John Setka’s CFMEU members get 21pc pay rise
The Victorian CFMEU construction secretary says traffic controllers earning $200,000 a year work harder than most office workers who ‘are at home at 3.30 watching cartoons’.
Thousands of CFMEU members in Melbourne have endorsed a new pattern pay deal that delivers 21 per cent in wage rises over four years, reinstates a host of conditions scrapped under the Coalition’s building code including mandatory union flags on every project, and allows union officials to enter sites without a legal permit if they are invited by an employer.
The four above-inflation annual 5 per cent pay rises will apply a month earlier each year under a back pay clause in the agreement that also locks in a 36-hour week, existing rostered days off, paid union meetings and increases in funeral coverage from $9000 to $15,000.
Officials said builders had agreed that CFMEU representatives would be able to enter construction sites without a right of entry permit provided they were invited by the employer.
Applauding the pay rises, one member told the meeting: “Twenty per cent pay rises over four years. There’s not enough Ford Rangers in the country (to buy). The apprentices will have (Ford) Raptors.”
Victorian CFMEU construction secretary John Setka said he was sick of criticism that construction workers were overpaid, defending the $200,000-plus a year pay of traffic controllers.
“It’s a pretty hard job. People think just standing there with a lollipop (sign) and you’re getting 200 grand a year – they work massive hours,” he said.
“When it’s pissing down rain, there’s concrete pours going on, they just can’t walk away. You’re putting up with all sorts of lunatic drivers, you’re putting up with trucks flying past you, you’re putting your life in some other driver’s hands all the time.
“It’s a dangerous job and I’m sick and tired of people always putting us down and saying we get overpaid. The very same people that say we get overpaid as an industry are the same people who live in comfortable offices that our members built, with airconditioning in the summer and heating in the winter.
“It’s all right for them to say, “gee, you get paid too much money”. Let’s have a look at how much they get paid. They work five days a week. Most of them are at home at 3.30 watching cartoons. We work massively long hours. We will never apologise for what our members get.”
Officials faced questions from the floor from members concerned about new inclement weather provisions that means in limited circumstances some workers will have to perform alternative duties during bad weather rather than be able to go home early.
Mr Setka did not reference his threats against the AFL and said he would limit his use of “f bombs” as the media was listening to the meeting via speakers that were set up outside for members unable to get into the full capacity Festival Hall.

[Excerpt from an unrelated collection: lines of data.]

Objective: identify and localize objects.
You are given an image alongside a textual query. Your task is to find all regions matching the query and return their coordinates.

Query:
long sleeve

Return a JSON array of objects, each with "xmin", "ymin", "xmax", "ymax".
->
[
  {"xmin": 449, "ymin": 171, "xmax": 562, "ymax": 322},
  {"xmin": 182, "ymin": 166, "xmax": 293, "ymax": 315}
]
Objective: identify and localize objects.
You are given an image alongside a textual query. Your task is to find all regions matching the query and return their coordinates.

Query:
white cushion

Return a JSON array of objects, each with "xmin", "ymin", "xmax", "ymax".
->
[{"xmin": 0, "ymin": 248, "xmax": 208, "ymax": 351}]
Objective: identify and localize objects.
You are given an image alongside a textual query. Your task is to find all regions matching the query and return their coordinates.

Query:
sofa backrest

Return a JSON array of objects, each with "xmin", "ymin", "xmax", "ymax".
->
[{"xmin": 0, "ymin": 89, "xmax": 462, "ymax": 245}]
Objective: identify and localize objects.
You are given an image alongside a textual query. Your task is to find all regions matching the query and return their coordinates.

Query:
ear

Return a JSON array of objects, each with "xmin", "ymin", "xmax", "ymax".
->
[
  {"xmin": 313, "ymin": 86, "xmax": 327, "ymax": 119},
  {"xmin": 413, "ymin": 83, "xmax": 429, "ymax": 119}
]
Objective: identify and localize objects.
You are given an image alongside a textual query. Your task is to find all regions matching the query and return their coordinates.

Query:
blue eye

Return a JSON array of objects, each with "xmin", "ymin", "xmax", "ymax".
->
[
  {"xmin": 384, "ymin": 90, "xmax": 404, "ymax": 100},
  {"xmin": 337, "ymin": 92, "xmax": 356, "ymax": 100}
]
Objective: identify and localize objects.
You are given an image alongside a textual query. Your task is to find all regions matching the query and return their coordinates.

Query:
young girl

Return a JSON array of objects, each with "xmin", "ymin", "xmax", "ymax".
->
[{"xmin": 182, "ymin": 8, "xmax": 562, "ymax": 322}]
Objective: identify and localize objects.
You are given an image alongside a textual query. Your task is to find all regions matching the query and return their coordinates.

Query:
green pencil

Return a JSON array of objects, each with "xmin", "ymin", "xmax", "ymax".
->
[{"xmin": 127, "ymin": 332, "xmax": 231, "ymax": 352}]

“Look, there’s a lot of other stuff being said in the media. I’m not even going to dignify some of it because, you know what, my mum has an old saying, ‘the more you touch shit, the more it stinks’,” he said.
The ACTU on Monday again refused to comment on Mr Setka’s threat to wage a work to rule campaign on AFL projects.
Declaring this would be the last time he addressed a rank and file meeting before he finished in the job in January, Mr Setka said the members should be proud.
“We are the biggest, we’re the toughest union in the country and we are a household name,” he said.
Officials told the thousands of members not to return to work but to “go home, go to the pubs and see you tomorrow”.